The provision for credit losses was $1.1 billion, compared with $1.8 billion in the prior year and $1.9 billion in the prior quarter. The current-quarter provision reflected a $700 million reduction in the allowance for loan losses and total net charge-offs of $1.8 billion. The prior-quarter provision reflected a $955 million reduction in the allowance for loan losses and total net charge-offs of $2.8 billion, including $880 million of incremental charge-offs reported in accordance with regulatory guidance for Chapter 7 loans. For more information, see the Consumer Credit Portfolio section of the Firm’s Quarterly Report on Form 10-Q for the quarter ended September 30, 2012.

Noninterest expense was $8.0 billion, an increase of $1.2 billion from the prior year, driven by costs related to mortgage-related matters, including the impact of the Independent Foreclosure Review settlement and the write-off of intangible assets associated with a non-strategic relationship in Credit Card.

Key Metrics and Business Updates: (All comparisons refer to the prior-year quarter except as noted; banking portal ranking is per compete.com, as of November 2012)
  • Number of branches was 5,614, an increase of 106 from the prior year and 18 from the prior quarter.
  • Number of active mobile customers was 12.4 million, an increase of 51% compared with the prior year and 7% compared with the prior quarter.
  • Number of active online customers was 31.1 million, an increase of 5% compared with the prior year and 1% compared with the prior quarter; Chase.com is the #1 most visited banking portal in the U.S.
  • #1 in American Customer Satisfaction Index (ACSI) survey for customer satisfaction in retail banking among large banks.

Consumer & Business Banking reported net income of $756 million, a decrease of $36 million, or 5%, compared with the prior year.

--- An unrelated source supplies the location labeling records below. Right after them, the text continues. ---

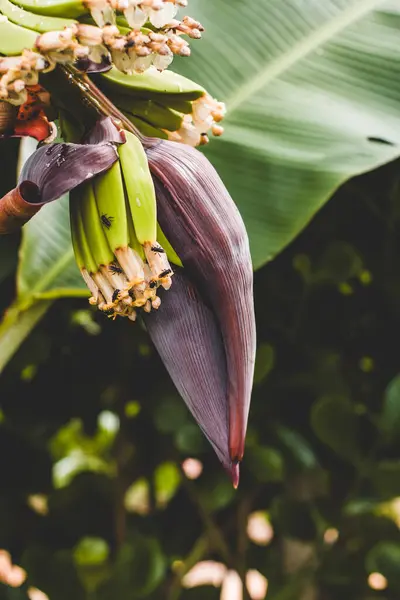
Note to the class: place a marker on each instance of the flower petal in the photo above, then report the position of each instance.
(58, 168)
(201, 221)
(186, 335)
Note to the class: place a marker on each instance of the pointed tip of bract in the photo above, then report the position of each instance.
(235, 474)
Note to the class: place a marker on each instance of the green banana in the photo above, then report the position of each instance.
(139, 188)
(93, 227)
(145, 127)
(155, 114)
(83, 255)
(29, 20)
(14, 39)
(110, 200)
(152, 84)
(55, 8)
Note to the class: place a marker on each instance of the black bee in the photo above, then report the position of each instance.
(158, 249)
(106, 220)
(114, 269)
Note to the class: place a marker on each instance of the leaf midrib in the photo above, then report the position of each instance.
(317, 38)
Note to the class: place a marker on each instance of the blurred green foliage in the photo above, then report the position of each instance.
(94, 503)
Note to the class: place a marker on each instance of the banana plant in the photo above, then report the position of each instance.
(153, 229)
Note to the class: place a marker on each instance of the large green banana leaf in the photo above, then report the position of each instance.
(309, 86)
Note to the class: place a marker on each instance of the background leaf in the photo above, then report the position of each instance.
(47, 267)
(335, 423)
(390, 420)
(309, 86)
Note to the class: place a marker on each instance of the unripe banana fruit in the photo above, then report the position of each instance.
(119, 247)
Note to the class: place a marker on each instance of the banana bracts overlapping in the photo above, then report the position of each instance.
(128, 253)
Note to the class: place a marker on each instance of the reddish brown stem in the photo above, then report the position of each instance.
(17, 208)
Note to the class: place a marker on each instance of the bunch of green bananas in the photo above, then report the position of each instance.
(121, 251)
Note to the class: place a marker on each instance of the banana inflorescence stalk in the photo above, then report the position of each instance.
(119, 247)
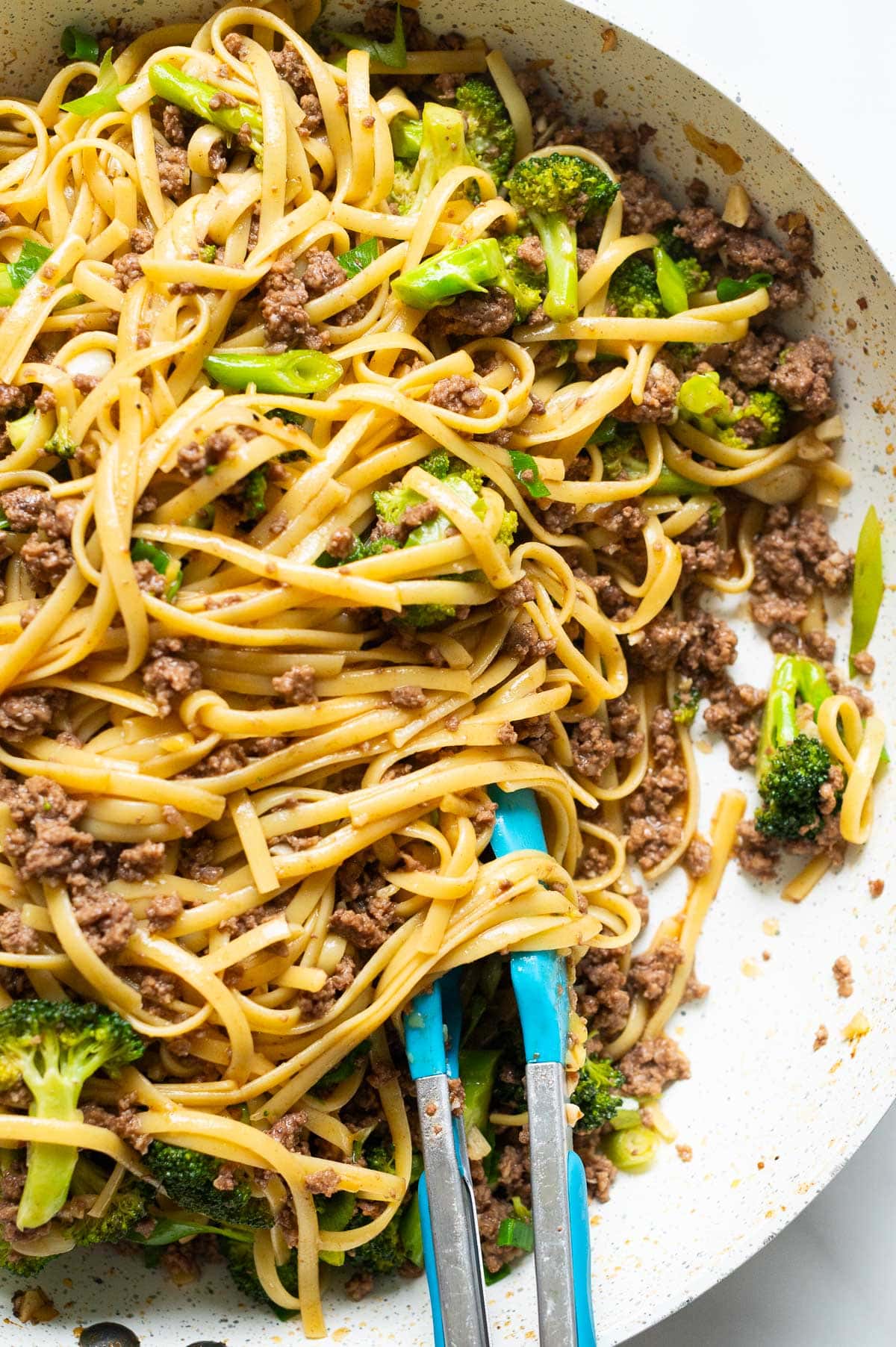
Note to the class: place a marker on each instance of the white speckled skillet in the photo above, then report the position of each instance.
(768, 1120)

Net revenue was $4.3 billion, down 1% from the prior year. Net interest income was $2.6 billion, down 3% compared with the prior year, driven by the impact of lower deposit margin, largely offset by higher deposit balances. Noninterest revenue was $1.6 billion, an increase of 3%, driven by higher debit card revenue and investment sales revenue, partially offset by lower deposit-related fees.